THE LEHMAN CHRONICLES: In the latest in our series of recollections from the industry’s most influential players looking back at the collapse of Lehman Brothers and the lessons that can be learnt from it, Brendan Flood, the former chief executive of Modus Ventures – the retail developer that collapsed into administration in May 2009 – remembers the “utter shock” he felt as news broke of Lehman’s collapse.
Looking back
Did you sense there was a crash coming?
The early sign of a crash coming for us was the changing of the guard within the banking market. The good guys were retired off and politely pushed out.
They were replaced by a ruthless bunch whose personal networks were principally the big four accountants and their insolvency teams. The banks were in a mess and screened the truth from all of their larger customers to avoid responsibility.
What are your abiding memories of the time around the collapse of Lehman itself?
We were in discussions with Lehman to finance a pipeline of nine shopping centre developments. Three weeks before its administration, we had undertaken a UK road trip of our key schemes with the Lehman board.
I watched the news of the collapse in utter shock as it represented the potential impending collapse of any of our banks. We worked actively with 16 banks with combined facilities of £1.1bn at that time.
How has it shaped things for you since?

Undoubtedly, the credit crunch experience resulted in many of us having to completely start again. We had a fantastic team at Modus. Most of the leadership team have continued to be successful in the property market.
I now chair the Real Estate Group in Manchester and we are active in residential and mixed-use developments in both Manchester and London. We have a trading business model, so our debt funding is modest and shorter term.
Looking forward
What do you think is the likelihood of another crash in the short to medium term (and why)?
We all learnt a lot about banking in 2008-12 and I’d hope that lessons learnt there have reduced the risk of another banking collapse. A slowdown could occur at anytime.
I watched the news of the collapse in utter shock as it represented the potential impending collapse of any of our banks.
Business needs an occasional slowdown or pause to re-evaluate asset performance, so I expect a less active market in 2019 but I see no signs of a crash.
What things should investors look out for that might signal another crash?
Many of the UK institutions and councils have created hybrid banking models, which are still in their infancy. My sense is that they lack experience and the relevant skills within the asset classes they are invested, so this is the most significant risk to the property market.
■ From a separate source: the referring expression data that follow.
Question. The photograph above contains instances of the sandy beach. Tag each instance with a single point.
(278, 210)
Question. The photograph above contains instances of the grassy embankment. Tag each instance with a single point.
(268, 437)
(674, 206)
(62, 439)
Any material distress affecting this group of funders could prove challenging.
What sector or geography do you think looks most susceptible to a downturn?
Since 2008, most of the cash invested in new development has favoured the growth of our cities. The provincial towns have lost economic growth and young people everywhere are heading to the major cities for education, opportunity and lifestyle.
Inevitably, many of our provincial towns are fighting to retain existing and new businesses. The high street, its leisure provision and commercial offices in such towns will suffer reduced demand and a significant drop in value.
We all learnt a lot about banking in 2008-12 and I’d hope that lessons learnt there have reduced the risk of another banking collapse.
This could be perceived as widespread over the next five years and only the best led towns with pro-active councils will manage this transition.
Good public transport links to their neighbouring cities offer an opportunity to collectively support this trend while enabling talented young people to live in affordable new homes outside of our cities. This will lead to new smaller community investment and wider medium-term success.